I have the luxury, as an author, that I have no obligation to present solutions. I can just present the problems as I see them and gaze into my crystal ball hoping and believing that someone somewhere will design the answer. My concern right now is that the problem is not being seen quickly enough. It seems like it is no big deal to struggle with two Catalysts for a few hours. But it will hit us like a stage weight falling from the grid within the next two years. We will have products that we want to use, and we will have the imagination to see how we want to use them, but we won't have the tools to allow us to link the two together.

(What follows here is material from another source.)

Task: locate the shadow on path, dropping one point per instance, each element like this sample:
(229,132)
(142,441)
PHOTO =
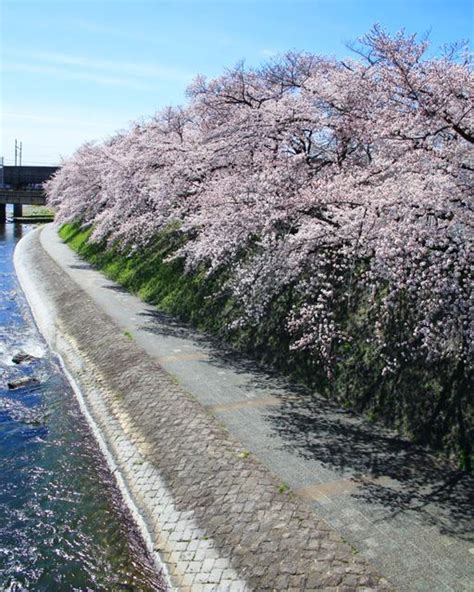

I have my own ideas about what that solution will look like, and I'm sure you do too. Whatever it finally turns out to be has the potential to be as big a jump from today's moving light controllers as the Wholehog 2 was from that three-preset manual console.

All About HTP

HTP (Highest Takes Precedence) hasn't always been easy to provide. If we go back a bit further and look at the motorized and mechanical control consoles of the early to mid-20th century, it was often only possible to implement a “Latest Takes Precedence” (or LTP) scheme when the last physical movement of a motorized transformer or clutched dimmer was always the most important. At that time, the function of cross fading (usually move fades rather than cross fades, in fact) happened in the dimmer, not really in the console. In fact, the dimmer and console were often one and the same physical piece of equipment. It was the introduction of dimmers that could be controlled to any level via a simple control signal and the subsequent moving of the fade functionality from the dimmer to the control console that made HTP a reality. With the introduction of analog electronics, HTP was also very easy to provide. If your control signals are DC voltage levels, then just connecting two control lines together using diodes gives you HTP. The introduction of digital electronics in the 1960s and 1970s gave a choice again between HTP and LTP, but by that time, HTP was deeply engrained in users' minds as the right way to control dimmers. The conventional light tracking consoles introduced at the time used a mixture of HTP and LTP. Only level changes were recorded in an LTP manner, but the final output logic was often still fundamentally HTP, with multiple masters being overlaid in a standard HTP manner.